I’m just about old enough to remember life before it was dominated by social media. I can recall signing up to MySpace on an ordinary day in 2006 and promptly befriending my brother’s ex-girlfriend. She was a nice person and a younger sister never forgets their brother’s cool female friends so I saw nothing strange in this at the time, and I was about to find out how different social etiquette is online.
The next day, my 14 year-old self was delighted to receive a notification in the form of a comment:
“Welcome to MySpace. Though I warn you, it can get quite addictive!”
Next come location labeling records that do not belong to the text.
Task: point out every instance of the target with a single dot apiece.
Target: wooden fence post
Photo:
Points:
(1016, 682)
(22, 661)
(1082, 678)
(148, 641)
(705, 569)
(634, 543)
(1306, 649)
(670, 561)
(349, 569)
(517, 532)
Needless to say, her words have proved prophetic in the current climate of social media reign – sites such as Facebook, MySpace, Twitter etc. are no longer means of entertainment but daily cruxes of our lives. In fact, I’ve started to notice an increase in the number of people who tell me they use Facebook as a necessity but would rather it wasn’t so. I may not be one of those people yet (as my current open tabs’ will testify) but I sympathise with this view.
A historical tale
When the mass-conversion from MySpace to Facebook occurred circa 2008, our social networking needs evolved in shape. Facebook used to be the plainer, more bureaucratic platform for social interaction whereby personal information triumphed over creative self-expression. Partially because the marketing team thought it would be wise to condense certain aspects so they could appeal to an older and more sensible generation, thus eradicating the ‘song’ feature that enabled us to convey the dominant emotion of the day. Besides, it only takes a few years for teenagers to evolve into adults and therefore the promise of a huge scale of Facebook converts was inevitable.
Today, it’s a reality.
Nevertheless, I outline this abridged social network timeline as a member of the colloquially termed MySpace generation, – probably because ‘Facebook generation’ has zero poetic appeal. If we could allow ourselves some imaginative scope however, we might say the term ‘MySpace’ is a concise reminder of the postmodern myth of the Self and society’s ever-increasing proclivity for capitalising on the allure of personalisation in a disinterested world. My space; my sphere, welcome to my world, my hopes and dreams, my opinions, my body, my thoughts, my friends, my likes and dislikes, me me me.
Nowadays self-expression is only permitted where it’s statistically useful and therefore we’re encouraged to ditch the typing in favour of clicking ‘like’ or ‘dislike’ on a wide range of consumerist choices so companies know what sells and what sinks. Using social media is less fun this way.
Facts about ourselves that have little use to companies, corporations and other big bad’s are no longer catered for in headings sections. This is sad. Once upon a time you could attempt an authentic portrayal of yourself by publicly noting your favourite quotes and the people who ispired you.
Sadly, those days have gone. No longer will you roll your eyes upon reading Marilyn Monroe misquotes or a teenage nihilist’s ode to Nietzsche and maybe that’s okay.
On the other hand, wise words carry a certain wisdom that selecting your favourite brand-of-whatever for statistical purposes does not…
As an adolescent I can certifiably say I’d obsess over select quotes and analyse whether I agreed with it entirely, before vowing to live by it. Admittedly, my beloved ‘SHIT HAPPENS‘ sign on my bedroom wall is the first thing that comes to mind but there were other pearls of wisdom too.
Personal growth doesn’t have to be corny or false and self-love may sound like unrealistic spiel but remaining open to evolving as a person is half of the work.
are some of my treasured quotations sifted from a saved file, previously paraded on Facebook:
- Killing time is an atrocity, it’s priceless and it never grows back
- Live your life and forget your age
- You are enough
- Never think of failing – you don’t need to
- No-one can make you feel inferior without your consent
- We are the average of the 5 people we spend the most time with
- Picture yourself as the kind of person you wish to be, affirm that you are that, then practice being it
- The question isn’t ‘who’s going to let me?’ it’s ‘who’s going to stop me?’
- Spend life with who makes you happy, not who you have to impress
- If you want to get somewhere, you have to know where you want to go and how to get there. Then never, never give up
- 2 great forces operate in the mind, fear and faith. Fear is very powerful but faith is more powerful.